Canım yanıyordu. Sanki bir el boğazımdan tutmuş nefes almamı engelliyordu. Evden kaçmıştım. O lanet olası babama (!) Sığınmak mı? Asla! Kimdem yardım isteyebilirdim ki... Kimsem yoktu. Ablam ve Mert abi Amerika'ya yerleşmiş olmalılardı. Mine o lanet herifin yanında. Ediz!! Tabii ya! Kardeşim beni kurtarırdı. O pislik ona birşey yapamazdı zaten. Off! Telefon numarasını ezberlemedim ki! Allah'ım sen bana yardım et. Hey! Ben ne yapıyorum?! Durmamalıyım gelebilir! Koşarken nerede olduğumu kaybettim. Sonra... Sonra onu gördüm. Emre. İlk ve son aşkım. Bakıyorum da eskisi gibi değil. Değişmiş. İçten gülmüyor, karşısındaki gülmediğine göre espiri de yapmıyor. Sanırım... Büyümüş. Evet evet, Emre büyümüş. Olgunlaşmak hiç yakışmamış ama ona. Tir tir titriyordum. Yaz aylarında olmamıza rağmen üşümemin sebebi yağmur ve incecik kıyafetlerimdi. Emre tam kapıya yöneldiğinde yanına Yiğit geldi. Yiğit ve ben göz göze geldiğimizde şok oldu ve Emre'yi dürtükledi başıyla beni işaret ettikten sonra Emre gerisin geri bana döndü. Dönen sadece o değil benim başımdı bir de. Bir anda gözüm karardı ve ayaklarım beni taşımama kararı aldı. Son gördüğüm telaşlı bir Emre ve bağırarak ambulans çağıran Yiğitti. Emre'nin ağzından en son şu sözcükler döküldü; Rüya'm...!

°•°•°•°•°•°•°•°•°•°
Uyandığımda gördüğüm beyaz tavanla hastahanede gözümü açtım demeyi çok isterdim ama bu öküzler beni bi eve getirmişler. Şöyle bir inceledikten sonra buranın Emre'nin evi olduğuna karar kıldım. Nerden mi anladım? Emre ev dekorasyonlarında soluk yeşil, kahverengi ve krem rengini çok sever. Geçmişte biz de böyle bir ev hayal etmiştik... Herneyse. Kahverengi koltukların üzerinde yeşil yastıklar, çeşitli yeşil ve kahverengi tonlarda aksesuarlar ve krem rengi duvarlar insana güven verirken, benim yattığım koltuğun arkasındaki duvarın tamamen camla kaplı olması da cabası. Camın ardından ise çeşit çeşit çiçeklerin bulunduğu genis bir bahçe vardı. Duyduğum o ninni gibi gelen tanıdık huzur ve güven verici sesle irkildim "Sonunda uyanabildin. Çok... Endişelendik. Daha iyi misin?" Sesinde bariz kırgınlık vardı. Ben olumlu anlamda başımı salladığımda konuşmasına devam etti. "Eşini aramak istedik ama telefonun yoktu. Hastahanede... Şey... Hamileymişsin." Bir anda telaşlandım beni ona vermezdi degil mi? Yapmazdı? "Emre sakın! Yalvarırım ona haber verme!" "Neler oluyo Rüya?!" O kadar özledim ki seni Emre ah bi bilsen... Şu an tek istediğim ona sarılıp, ağlamaktı. Hiçbir şey söylemeden sarıldım ona "Emre lütfen sus. Anlatacağım. Ama şimdi olmaz..." Ben Emre'ye sarılırken bir şey fark ettim. Emre iki eli yanlarında duruyordu. Ah! Aptal Rüya!
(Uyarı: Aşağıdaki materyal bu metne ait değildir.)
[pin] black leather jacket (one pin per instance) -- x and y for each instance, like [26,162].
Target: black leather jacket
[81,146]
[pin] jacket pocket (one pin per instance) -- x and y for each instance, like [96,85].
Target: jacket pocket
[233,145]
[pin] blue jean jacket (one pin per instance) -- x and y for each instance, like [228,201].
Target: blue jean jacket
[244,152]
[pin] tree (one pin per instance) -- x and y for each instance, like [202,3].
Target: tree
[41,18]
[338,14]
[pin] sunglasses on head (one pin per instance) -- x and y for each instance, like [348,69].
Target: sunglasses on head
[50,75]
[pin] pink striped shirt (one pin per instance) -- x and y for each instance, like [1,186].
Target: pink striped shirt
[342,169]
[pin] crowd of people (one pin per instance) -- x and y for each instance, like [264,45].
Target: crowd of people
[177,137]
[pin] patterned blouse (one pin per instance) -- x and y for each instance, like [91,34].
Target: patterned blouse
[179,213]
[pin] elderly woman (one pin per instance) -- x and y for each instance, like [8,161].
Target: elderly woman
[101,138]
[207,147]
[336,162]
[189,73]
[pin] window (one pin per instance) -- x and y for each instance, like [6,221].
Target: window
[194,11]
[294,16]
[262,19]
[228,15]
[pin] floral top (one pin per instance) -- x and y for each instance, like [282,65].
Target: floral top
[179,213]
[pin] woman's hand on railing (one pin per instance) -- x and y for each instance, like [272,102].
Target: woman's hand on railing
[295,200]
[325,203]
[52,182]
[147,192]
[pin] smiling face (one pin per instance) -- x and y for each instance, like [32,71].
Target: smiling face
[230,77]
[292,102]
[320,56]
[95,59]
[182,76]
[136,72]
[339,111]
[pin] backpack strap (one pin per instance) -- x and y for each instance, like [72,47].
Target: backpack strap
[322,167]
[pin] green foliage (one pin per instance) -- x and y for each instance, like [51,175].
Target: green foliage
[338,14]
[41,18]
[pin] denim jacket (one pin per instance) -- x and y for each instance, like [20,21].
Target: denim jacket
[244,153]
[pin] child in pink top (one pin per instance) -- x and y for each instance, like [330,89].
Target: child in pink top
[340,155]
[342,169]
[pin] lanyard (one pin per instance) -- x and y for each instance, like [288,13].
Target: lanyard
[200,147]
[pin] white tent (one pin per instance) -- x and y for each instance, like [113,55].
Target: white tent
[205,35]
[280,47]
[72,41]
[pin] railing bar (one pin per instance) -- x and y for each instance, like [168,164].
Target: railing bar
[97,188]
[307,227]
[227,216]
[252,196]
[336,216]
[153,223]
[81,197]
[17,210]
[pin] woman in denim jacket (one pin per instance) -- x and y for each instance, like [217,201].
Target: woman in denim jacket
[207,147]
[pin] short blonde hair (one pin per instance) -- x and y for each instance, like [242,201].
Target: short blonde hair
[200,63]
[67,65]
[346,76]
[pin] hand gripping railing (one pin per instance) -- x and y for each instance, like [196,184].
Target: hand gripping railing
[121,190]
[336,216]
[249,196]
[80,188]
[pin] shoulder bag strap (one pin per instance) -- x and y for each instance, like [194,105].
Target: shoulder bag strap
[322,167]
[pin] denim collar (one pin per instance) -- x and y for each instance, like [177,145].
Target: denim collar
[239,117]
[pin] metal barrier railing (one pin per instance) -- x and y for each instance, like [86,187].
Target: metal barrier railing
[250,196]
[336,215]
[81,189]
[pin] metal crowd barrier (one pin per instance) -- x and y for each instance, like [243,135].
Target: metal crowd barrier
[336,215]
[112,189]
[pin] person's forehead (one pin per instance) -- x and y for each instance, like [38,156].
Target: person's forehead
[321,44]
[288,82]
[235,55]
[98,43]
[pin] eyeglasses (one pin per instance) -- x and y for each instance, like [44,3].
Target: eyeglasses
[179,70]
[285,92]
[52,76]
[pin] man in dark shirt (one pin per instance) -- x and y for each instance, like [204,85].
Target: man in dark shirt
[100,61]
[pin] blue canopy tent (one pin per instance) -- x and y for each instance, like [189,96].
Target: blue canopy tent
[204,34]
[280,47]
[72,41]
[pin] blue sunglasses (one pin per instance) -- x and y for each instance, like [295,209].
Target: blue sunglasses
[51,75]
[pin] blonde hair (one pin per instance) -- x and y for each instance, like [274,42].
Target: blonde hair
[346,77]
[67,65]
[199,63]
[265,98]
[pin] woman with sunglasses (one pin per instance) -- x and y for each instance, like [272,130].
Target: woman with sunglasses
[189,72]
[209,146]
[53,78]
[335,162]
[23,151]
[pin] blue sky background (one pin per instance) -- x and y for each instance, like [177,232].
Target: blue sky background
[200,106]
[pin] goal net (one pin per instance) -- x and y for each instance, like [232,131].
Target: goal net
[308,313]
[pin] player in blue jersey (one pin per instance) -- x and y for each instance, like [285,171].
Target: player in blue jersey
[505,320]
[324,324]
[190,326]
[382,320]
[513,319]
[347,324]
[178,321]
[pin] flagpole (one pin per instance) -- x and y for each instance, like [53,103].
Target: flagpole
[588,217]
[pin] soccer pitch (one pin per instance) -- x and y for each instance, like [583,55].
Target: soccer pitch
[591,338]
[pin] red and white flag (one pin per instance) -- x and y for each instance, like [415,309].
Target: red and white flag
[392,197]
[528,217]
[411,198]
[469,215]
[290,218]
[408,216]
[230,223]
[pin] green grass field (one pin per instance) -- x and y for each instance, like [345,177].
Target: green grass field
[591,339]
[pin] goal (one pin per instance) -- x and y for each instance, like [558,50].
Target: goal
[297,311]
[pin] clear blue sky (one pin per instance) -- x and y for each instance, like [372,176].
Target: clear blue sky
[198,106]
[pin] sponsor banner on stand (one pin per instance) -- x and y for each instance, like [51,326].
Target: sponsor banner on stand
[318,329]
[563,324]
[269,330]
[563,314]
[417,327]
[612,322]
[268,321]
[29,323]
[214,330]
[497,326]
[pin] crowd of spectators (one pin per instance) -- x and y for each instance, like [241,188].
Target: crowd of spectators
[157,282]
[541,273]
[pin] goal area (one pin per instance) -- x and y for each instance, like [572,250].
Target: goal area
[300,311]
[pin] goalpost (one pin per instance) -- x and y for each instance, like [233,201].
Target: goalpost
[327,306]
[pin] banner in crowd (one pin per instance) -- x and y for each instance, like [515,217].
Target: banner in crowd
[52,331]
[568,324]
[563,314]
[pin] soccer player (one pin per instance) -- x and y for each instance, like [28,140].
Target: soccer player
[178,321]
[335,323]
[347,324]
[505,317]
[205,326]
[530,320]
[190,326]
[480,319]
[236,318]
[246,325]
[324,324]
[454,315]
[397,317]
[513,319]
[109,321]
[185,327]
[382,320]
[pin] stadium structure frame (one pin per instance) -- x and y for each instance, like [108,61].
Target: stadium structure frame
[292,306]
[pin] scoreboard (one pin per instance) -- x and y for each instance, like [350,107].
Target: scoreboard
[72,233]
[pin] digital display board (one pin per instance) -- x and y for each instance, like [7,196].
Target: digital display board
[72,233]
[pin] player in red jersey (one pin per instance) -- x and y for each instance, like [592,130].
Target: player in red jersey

Ne sanıyordum ki?! Beni mi bekliycekti? Bir hışımla ondan ayrıldım. "T-teşekkür ederim. Ben.. Ben daha fazla rahatsız etmiyim. Yiğit'e teşekkürlerimi iletirsin. Sağol. Artık gitsem iyi olur. Atilla'nın beni bulmasını istemem." Kahretsin! Yine, yine ve yine gözyaşlarıma hakim olamadım! Tam ayaklanırken beni kolumdan tuttu. Nazikçe (!) koltuğa fırlattı (!) Emre! Beni! Koltuğa! Fırlattı! "Bana bir açıklama borçlusun Rüya! " Pekâlâ sanırım artık her şeyi anlatmalıyım. Sonuçta beni tehdit eden kimse yok...
"Bak Emre... Ben böyle olmasını istemedim. Benim evliliğim bir zorunluluk oldu her zaman. Atilla babamla bur işe girmiş ve babam Atilla'yı dolandırmaya kalkmış. Atilla eğer benimle evlenmezse babamı hapse artıracaktı-" Emre "Hadi ama Rüya! Sen babandan nefret edersin! " diyerek sözümü kesti. "Haklısın. Zaten onun için yapmadım. Söz konusu kardeşlerimdi. Onları da işin içine kattı. Mecburdum!" Bunları anlatırken sesimi duygusuz tutmayı becerebilmiştim. Sonuçta bana buz gibiydi. "Peki nasıl hamile kaldın?" İşte şimdi gözyaşlarımı tutamadım. Ağzımdan tek bir kelime çıktı
"Tecavüz"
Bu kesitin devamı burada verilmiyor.